Adanya starter akan dapat mempercepat proses perombakan bahan organik
pada substrat kompos, hal tersebut ditandai dengan meningkatnya suhu
pada tumpukan kompos.
Sebuah
areal pengomposan harus memiliki sistem drainase yang memungkinkan air
mengalir dengan lancar sehingga tidak terdapat genangan air pada areal
pengomposan. Ketersediaan air sangat menentukan dalam proses pengomposan
untuk memenuhi kelembaban yang dibutuhkan dalam proses pengomposan,
yaitu 50 – 60%. Namun adanya air yang berlebihan justru dapat
mengahambat proses pengomposan, Air yang berlebih menyebabkan
terganggunya mekanisme aerasi yang terjadi secara pasif dalam tumpukan
kompos sehingga pengomposan akan berlangsung secara anaerob.
Sistem
drainase yang terdapat pada areal pengomposan di unit Pengomposan masih
belum dapat mengimbangi banyaknya LCPKS yang diaplikasikan pada
tumpukan kompos. Seringkali terdapat genanagan-genangan air dan LCPKS
pada areal pengomposan. Hal tersebut dapat menghambat mekanisme aerasi
yang menyebabkan kurangnya suply udara (O2) pada tumpukan kompos. Jika
tidak terdapat cukup udara, dekomposisi terjadi secara anaerob, yang
perosesnya lebih lambat daripada pengomposan secara aerob.
Proses
pengomposan TKKS di Unit Unit berlangsung dalam waktu 2-3 bulan. Kompos
yang sudah matang memiliki kriteria sebagai berikut:
- Terjadi perubahan warna menjadi coklat kehitaman
- Suhu sudah turun dan mendekati suhu pada awal proses pengomposan
- Jika diremas, TKKS mudah dihancurkan atau mudah putus serat-seratnya
- Pengamatan secara kimia ditunjukkan dengan rasio C/N yang sudah turun (25-30), rasio C/N awal TKKS berkisar antara 50-60.
Pada
kompos yang dihasilkan di unit Pengomposan telah terjadi perubahan
warna menjadi kecoklatan . Namun pada saat pemanenan, tumpukan kompos
yang dihasilkan masih memiliki temperatur yang cukup tinggi (49°C).

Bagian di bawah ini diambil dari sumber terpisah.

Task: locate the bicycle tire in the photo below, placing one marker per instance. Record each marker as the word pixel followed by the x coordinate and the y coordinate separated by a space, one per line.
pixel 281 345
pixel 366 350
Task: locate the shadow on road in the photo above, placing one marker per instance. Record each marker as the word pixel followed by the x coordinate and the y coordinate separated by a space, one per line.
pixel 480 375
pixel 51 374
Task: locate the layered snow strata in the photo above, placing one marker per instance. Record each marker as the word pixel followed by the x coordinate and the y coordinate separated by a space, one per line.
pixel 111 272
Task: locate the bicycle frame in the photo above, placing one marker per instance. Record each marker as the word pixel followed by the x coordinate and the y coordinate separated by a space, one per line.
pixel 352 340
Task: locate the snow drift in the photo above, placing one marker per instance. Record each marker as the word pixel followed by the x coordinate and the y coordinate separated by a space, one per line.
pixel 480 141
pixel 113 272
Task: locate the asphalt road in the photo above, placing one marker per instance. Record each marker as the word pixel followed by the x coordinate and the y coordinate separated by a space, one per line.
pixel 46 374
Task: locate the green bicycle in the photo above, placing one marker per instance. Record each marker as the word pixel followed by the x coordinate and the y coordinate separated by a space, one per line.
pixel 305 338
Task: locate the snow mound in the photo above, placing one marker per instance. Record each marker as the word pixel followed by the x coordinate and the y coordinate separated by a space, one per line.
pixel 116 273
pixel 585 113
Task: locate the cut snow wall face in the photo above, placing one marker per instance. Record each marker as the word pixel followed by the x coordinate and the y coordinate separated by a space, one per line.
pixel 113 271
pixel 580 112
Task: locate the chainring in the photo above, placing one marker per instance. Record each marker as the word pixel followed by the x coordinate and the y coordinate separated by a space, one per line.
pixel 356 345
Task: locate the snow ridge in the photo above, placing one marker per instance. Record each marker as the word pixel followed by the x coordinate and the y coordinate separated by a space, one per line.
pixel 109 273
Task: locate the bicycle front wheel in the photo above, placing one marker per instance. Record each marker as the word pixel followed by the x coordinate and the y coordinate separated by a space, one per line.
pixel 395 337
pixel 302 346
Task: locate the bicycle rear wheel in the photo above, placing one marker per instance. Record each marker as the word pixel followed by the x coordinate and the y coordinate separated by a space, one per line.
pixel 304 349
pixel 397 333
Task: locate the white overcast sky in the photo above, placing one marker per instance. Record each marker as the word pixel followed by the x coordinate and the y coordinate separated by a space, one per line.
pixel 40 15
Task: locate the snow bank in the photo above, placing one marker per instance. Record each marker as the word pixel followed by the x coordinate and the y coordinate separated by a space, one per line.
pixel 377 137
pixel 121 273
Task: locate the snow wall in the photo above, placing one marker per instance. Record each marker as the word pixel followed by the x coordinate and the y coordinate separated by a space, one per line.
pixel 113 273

Tingginya temperatur pada tumpukan kompos menunjukkan bahwa proses
pengomposan TKKS di Unit Pengomposan belum sepenuhnya selesai pada saat
dilakukan pemanenan. Rasio C/N kompos telah mengalami penurunan, yaitu
berkisar antara 6,44-16,16. Penurunan rasio C/N tersebut tidak dapat
digunakan sebagai parameter kematangan kompos, karena pada proses
pengomposan dilakukan penambahan pupuk N (urea) sehingga terjadi
peningkatan kandungan unsur N pada kompos.